Preliminary July Financial Results
Record revenues continued in July 2020. The Company produced preliminary unaudited estimated revenues of $2.0M at an estimated gross margin of 33%, led by Chalice Farms retail revenues of $1.4M and Oregon wholesale revenues of $0.5M.
“The Company’s Crawl, Walk, Run strategy helped us build the momentum needed for a great Q1 and Q2,” said Yapp. “Delivery, online ordering and driving innovation in customer experience has led to really solid growth in retail. We are maximizing service to our customers with new products, education and humanity. Our teams have shown up for our customers and continue to perform above our expectations.”
As of June 30, 2020, the Company offers, directly and through its partners, over 145 SKUs across 23 product lines all under Chalice brands, in four jurisdictions: Oregon, California, Nevada and Washington.

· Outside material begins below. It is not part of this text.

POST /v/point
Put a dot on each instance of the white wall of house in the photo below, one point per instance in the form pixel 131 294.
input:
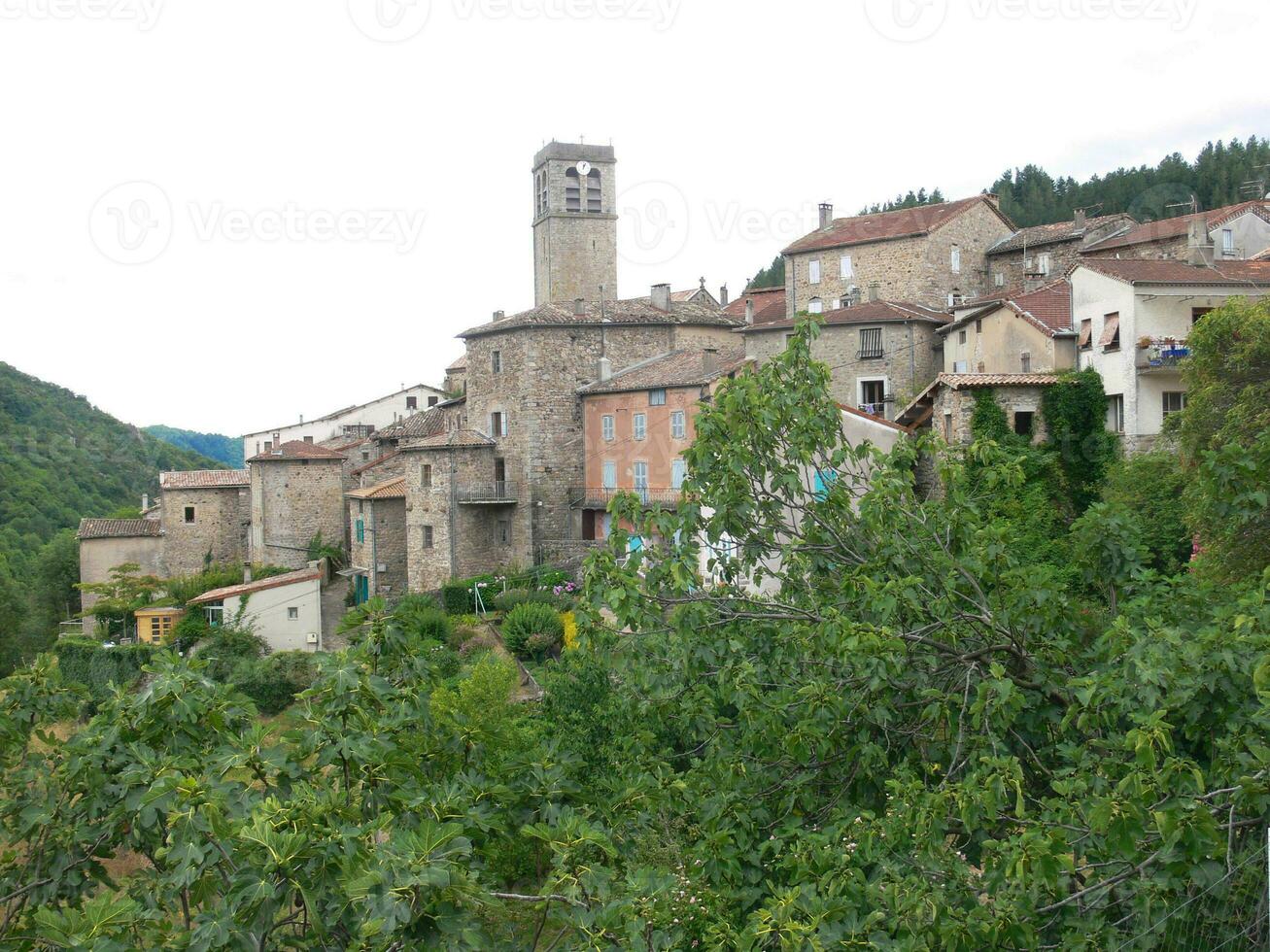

Disclaimer Regarding Preliminary Financial Information
The financial information presented in this news release for July 2020 is based on preliminary, unaudited financial statements prepared by management. Accordingly, such financial information may be subject to change. Such financial information is qualified in its entirety with reference to the Company’s unaudited financial statements for the third quarter ended September 30, 2020, which will be filed on SEDAR (www.sedar.com) in November 2020. While the Company does not expect there to be any material changes to the July 2020 financial information presented in this news release, to the extent that it is inconsistent with the information contained in the Company’s unaudited financial statements for the third quarter ended September 30, 2020, the financial information contained in this news release shall be deemed to be modified or superseded by the Company’s unaudited financial statements. The making of a modifying or superseding statement shall not be deemed an admission for any purposes that the modified or superseded statement, when made, constituted a misrepresentation for purposes of applicable securities laws.